Unlike "The Corrections," the topics are almost never personal (although they are often treated in a personal way). It discusses writing, reading, and the role of the author and literature, but also the issues of privacy, mail, cigarettes, cities, and prisons. Franzen writes a couple of personal essays: "My Father's Brain," which is very moving despite the apparently ascetic tone, and "Erika Imports," very short and, personally, forgettable.
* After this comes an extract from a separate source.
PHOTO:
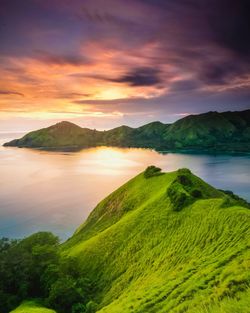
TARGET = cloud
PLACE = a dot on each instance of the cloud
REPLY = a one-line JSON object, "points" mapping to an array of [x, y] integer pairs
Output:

I find Franzen's apocalyptic approach towards the dominant technology and culture/reading/writing seen as progressively losing in today's society decidedly exaggerated, at least in tone if not in content. However, his reflections are interesting, especially when he asks if it is correct for the author to write for the public or for art (i.e., is it correct to lower oneself to the level of the public or is it better to respect artistic integrity?), whether to try to create a social novel or simply talk about what interests him. It is interesting when he asks what is the role of the writer and literature today, and how influential the advent of television and technology is. Of course, often the essays are clearly dated (we are mainly talking about the 1990s), but certain thematic knots are still current.
In hindsight, I admit that it was not a very enlightened choice. Many of the proposed essays deal with topics that do not interest me, although I must admit that the author always manages to be pleasant in his approach.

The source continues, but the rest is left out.